From the above, we can find that the model using only the self-attention mechanism obtains the worst result. The model choosing three frames as segmentation conditions, adding the position encoding module and ESA block achieves the best results. Selecting three successive frames as a sequence segmentation is more accurate than a single frame because of the correlation between the different joints of adjacent frames. It confirms that our ISA module is valid. Moreover, the precision of the model with no position coding is inferior to that of the whole model. It is mainly due to the difference in the function of space and time, and the rational utilization of the sequence information can enhance the performance of the system. In addition, not using ESA blocks degrades model accuracy. The reason is that this model can be used to build the relationship of each decomposition action and catch the key parts of the motion, which is helpful to differentiate similar behavior and increase the performance.

4.3.2. Impact of the Variable n

The influence of successive frames n is investigated, as illustrated in Figure 5. The NTU RGB+D skeleton data set has an average frame length of 83 frames, and we take 60 frames per frame. The results show that when n = 3, our model accuracy achieves the best value. It is impossible to effectively record the relationship between the successive frames if n is too small. If n is too big, the coupling relation of the successive frames becomes more complicated, and the correlation between the first frame and the last frame of every section is very low.
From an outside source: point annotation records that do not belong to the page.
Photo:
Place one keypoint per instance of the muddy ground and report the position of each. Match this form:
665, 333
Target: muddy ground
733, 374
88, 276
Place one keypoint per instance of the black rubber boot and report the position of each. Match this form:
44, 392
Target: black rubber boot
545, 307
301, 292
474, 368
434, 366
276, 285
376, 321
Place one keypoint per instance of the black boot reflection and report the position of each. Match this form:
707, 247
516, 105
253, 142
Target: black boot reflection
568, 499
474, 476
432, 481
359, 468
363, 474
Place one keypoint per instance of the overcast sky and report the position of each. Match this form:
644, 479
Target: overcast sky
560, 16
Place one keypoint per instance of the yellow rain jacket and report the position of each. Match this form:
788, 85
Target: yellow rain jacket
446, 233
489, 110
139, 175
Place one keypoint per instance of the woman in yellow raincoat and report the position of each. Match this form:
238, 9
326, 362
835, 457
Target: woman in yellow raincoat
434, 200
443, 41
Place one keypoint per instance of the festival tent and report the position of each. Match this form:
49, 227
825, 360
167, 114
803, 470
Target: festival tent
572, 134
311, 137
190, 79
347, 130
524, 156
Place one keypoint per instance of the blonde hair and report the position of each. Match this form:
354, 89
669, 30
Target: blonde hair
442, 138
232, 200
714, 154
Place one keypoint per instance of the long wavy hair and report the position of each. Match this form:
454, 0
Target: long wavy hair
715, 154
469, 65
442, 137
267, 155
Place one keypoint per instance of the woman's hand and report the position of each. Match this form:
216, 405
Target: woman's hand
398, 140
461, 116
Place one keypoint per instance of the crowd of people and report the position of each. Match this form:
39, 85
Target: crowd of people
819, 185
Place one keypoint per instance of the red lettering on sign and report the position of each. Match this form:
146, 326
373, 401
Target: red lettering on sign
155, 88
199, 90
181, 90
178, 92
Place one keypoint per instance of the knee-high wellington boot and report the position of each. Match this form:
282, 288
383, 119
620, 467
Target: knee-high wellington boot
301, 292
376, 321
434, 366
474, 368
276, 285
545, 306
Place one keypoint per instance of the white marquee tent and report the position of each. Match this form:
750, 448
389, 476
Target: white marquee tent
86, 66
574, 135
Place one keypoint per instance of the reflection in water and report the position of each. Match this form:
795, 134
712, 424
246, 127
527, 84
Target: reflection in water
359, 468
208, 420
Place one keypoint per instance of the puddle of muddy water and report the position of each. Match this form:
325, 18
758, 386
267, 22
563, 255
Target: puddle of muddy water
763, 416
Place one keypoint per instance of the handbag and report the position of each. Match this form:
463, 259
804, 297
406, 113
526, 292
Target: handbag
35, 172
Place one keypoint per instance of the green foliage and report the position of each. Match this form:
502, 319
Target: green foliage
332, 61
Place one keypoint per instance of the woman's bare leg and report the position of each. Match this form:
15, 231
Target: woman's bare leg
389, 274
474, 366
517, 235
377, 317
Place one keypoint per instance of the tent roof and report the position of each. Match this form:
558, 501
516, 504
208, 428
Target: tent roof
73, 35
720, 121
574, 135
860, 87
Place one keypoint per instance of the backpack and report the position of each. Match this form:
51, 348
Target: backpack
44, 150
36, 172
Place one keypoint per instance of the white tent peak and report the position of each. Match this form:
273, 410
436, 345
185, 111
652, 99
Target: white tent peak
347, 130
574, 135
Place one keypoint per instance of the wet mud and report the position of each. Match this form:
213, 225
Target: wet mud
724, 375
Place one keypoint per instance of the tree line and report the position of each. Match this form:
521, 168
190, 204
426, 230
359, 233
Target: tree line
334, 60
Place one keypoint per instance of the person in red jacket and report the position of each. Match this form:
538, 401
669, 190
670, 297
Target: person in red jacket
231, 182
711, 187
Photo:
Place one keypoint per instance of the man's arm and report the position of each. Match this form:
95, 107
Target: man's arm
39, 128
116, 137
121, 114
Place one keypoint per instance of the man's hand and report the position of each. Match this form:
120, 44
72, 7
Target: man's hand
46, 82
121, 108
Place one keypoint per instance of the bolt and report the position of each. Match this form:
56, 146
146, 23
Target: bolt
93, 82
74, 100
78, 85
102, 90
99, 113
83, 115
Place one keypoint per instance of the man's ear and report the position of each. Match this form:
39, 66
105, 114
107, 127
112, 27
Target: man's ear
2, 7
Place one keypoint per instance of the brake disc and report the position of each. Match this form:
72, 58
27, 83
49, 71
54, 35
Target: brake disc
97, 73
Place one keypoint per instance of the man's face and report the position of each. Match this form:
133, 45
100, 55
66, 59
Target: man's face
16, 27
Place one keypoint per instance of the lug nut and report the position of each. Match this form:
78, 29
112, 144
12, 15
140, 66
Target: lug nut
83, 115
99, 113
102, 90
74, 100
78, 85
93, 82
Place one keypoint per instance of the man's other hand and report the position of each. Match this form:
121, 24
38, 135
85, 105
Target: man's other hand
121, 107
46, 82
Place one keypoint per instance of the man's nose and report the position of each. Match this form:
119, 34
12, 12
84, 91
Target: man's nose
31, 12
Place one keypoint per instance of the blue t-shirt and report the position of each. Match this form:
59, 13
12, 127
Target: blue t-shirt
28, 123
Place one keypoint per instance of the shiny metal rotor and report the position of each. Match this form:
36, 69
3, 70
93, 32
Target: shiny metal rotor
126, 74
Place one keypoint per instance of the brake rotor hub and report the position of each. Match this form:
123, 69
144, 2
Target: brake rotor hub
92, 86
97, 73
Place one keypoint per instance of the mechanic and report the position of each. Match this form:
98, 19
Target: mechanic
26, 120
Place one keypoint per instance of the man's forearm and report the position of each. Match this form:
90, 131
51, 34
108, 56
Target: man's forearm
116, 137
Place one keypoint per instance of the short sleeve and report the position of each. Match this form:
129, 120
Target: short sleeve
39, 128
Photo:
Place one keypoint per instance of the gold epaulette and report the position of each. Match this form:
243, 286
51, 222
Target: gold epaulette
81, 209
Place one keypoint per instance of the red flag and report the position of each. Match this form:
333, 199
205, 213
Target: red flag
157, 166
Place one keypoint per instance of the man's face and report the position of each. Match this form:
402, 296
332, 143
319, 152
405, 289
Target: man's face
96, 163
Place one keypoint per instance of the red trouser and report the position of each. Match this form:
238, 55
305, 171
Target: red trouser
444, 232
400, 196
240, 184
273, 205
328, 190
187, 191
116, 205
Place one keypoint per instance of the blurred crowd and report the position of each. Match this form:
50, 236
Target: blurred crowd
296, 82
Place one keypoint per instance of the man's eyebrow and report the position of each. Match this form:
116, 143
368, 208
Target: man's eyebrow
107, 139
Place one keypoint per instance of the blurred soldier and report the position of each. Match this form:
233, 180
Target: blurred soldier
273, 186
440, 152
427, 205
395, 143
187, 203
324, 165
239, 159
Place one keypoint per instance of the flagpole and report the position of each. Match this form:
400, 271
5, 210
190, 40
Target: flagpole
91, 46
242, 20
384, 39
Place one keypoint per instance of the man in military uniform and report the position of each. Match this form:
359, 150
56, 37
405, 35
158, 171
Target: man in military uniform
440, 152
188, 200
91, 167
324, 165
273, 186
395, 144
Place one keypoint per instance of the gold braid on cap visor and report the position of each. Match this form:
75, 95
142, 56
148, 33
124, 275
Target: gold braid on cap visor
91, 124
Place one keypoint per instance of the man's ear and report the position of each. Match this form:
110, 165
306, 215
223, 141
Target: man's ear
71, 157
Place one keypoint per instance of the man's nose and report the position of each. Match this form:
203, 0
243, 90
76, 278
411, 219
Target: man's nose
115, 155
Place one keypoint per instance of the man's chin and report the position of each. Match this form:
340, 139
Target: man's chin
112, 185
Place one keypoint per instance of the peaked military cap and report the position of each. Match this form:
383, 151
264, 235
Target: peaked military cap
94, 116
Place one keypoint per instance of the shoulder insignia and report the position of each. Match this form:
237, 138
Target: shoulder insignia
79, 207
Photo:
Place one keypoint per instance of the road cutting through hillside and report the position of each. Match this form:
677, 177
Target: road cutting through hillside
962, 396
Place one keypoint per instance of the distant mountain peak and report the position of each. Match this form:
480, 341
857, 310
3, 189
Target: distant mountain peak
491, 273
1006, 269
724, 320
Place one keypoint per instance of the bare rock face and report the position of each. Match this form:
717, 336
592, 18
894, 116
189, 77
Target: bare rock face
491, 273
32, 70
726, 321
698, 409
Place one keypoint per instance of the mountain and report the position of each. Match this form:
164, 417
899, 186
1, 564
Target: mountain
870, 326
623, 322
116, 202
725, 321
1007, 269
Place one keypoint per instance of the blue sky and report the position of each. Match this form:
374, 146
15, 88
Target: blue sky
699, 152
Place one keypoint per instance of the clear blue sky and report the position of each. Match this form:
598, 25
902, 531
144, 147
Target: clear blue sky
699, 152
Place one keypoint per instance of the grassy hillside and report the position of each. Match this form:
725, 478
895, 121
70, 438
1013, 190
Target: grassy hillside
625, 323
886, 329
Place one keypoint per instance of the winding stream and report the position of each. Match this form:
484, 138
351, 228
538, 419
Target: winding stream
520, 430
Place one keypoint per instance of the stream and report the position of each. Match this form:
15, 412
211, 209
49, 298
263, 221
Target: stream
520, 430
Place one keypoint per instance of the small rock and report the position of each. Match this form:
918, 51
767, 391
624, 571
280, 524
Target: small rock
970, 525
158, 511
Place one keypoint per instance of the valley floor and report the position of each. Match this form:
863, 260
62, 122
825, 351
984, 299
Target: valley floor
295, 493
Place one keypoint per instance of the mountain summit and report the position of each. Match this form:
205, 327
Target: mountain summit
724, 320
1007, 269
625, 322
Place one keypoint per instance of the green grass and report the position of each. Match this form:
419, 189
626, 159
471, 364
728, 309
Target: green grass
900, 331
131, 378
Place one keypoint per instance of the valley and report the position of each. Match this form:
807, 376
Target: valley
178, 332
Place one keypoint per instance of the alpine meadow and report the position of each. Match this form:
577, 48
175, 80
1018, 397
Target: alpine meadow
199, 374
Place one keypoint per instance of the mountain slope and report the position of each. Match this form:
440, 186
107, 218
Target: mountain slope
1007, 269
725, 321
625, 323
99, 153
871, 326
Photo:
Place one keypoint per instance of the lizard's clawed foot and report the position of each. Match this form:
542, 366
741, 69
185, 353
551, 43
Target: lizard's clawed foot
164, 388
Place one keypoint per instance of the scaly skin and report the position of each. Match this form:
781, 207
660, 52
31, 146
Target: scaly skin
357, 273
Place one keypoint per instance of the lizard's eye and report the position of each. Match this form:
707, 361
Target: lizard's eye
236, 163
4.3.3. Accuracy of Each Class

Figure 6 shows the accuracy of every category on the NTU RGB+D dataset. There are 60 different activity classifications represented on the horizontal axis. Relative to the ST-GCN baseline, we have made significant improvements in the majority of subjects, especially the “clapping”, and “pointing to sth with finger” and “rub two hands together”. Moreover, we have discovered that the precision of certain movements, such as “writing”, “reading”, is still very low. The main cause of this problem is that the motion only happens in a limited number of joints, and the effect magnitude is low. Therefore, this method can not be used to model the key joints.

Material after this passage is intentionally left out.